Should you read this book? Dunno, I'm not you. But if you just want to use AWK, the first two chapters are enough. If, on the other hand, you want to get a taste of the "Unix philosophy" (whatever that is), you can read the whole thing.
Even though it's an artifact of its time, the book is entertaining, and for me it achieved its goal of teaching me how to use AWK.
This is another classic language manual in the same tradition as Kernighan and Ritchie's "The C Programming Language". As with "The C Programming Language", this book is a compact, lucid,tightly-written guide to its subject. There's a lot of knowledge packed into a small number of pages here, not just about Awk, but about computing in general --- among the examples are toy or skeletal implementations of an awk-subset-to-C compiler, a column-oriented database, and the "make" utility.
Unfortunately, the book is mostly worth reading for its style and these examples, rather than as a guide to the language itself. I only rarely find myself reaching for awk: coreutils covers simpler record-manipulating tasks, while general-purpose languages like Python are almost as easy to use for more complex problems while offering significantly more return on investment.
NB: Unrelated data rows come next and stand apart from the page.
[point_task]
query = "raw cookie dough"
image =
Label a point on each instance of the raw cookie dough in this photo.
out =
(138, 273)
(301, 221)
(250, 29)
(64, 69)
All I wanted was to improve my shell text processing skills a little, but this book is so much more than that. Some of the examples go pretty deep and it could really be a pretty good introduction to the topic of programming for someone. It flows nicely and it isn't a long read, so I recommend you to check it out even if you aren't especially into AWK (which turns out to be a relatively pleasant language to use, actually.)
I like command line tools for their brevity, for their declarativeness and efficiency. Awk is one of those tools that you end up using every now and then but for printing out just that $n column. Awk is capable of doing much more than that. This is one of the best technical books I’ve read despite it being dated. The authors give a comprehensive overview of the practical capabilities of the language and to the extent it can be used in software engineering not just devops. A very good read.
A minor classic that I managed to dig up. It covers a surprisingly large range of topics, and does so with style and eloquence. It's not just about awk -- it gives you a mini-CS education (e.g. topological sort in awk).
awk doesn't receive much credit these days, but it was the predecessor of Perl, which is known for starting this era of getting things done with dynamic languages.
A good start on the awk language. My brain and learning method prefer a lot of examples, this has some good ones but is a slender volume. Used awk for a lot of statistical analysis on large text files. Handy once you get used to it.
I'm always amazed by the powerful little one-liners awk can shoulder, but have never given the language much study. It'd be useful, probably, to delve a little deeper with a book like this and sharpen my text-processing skills a bit more.
AWK is a wonderful language. Thanks to this great book, I was able to write countless utilities to tackle data transformation in text files. What would I have done, without AWK and this book! Million thanks to the illustrious authors!
First "language" I learned to make pretty output and manage text. Concepts are great and still a good reference if you are bash scripting and need some friendly, human readable output.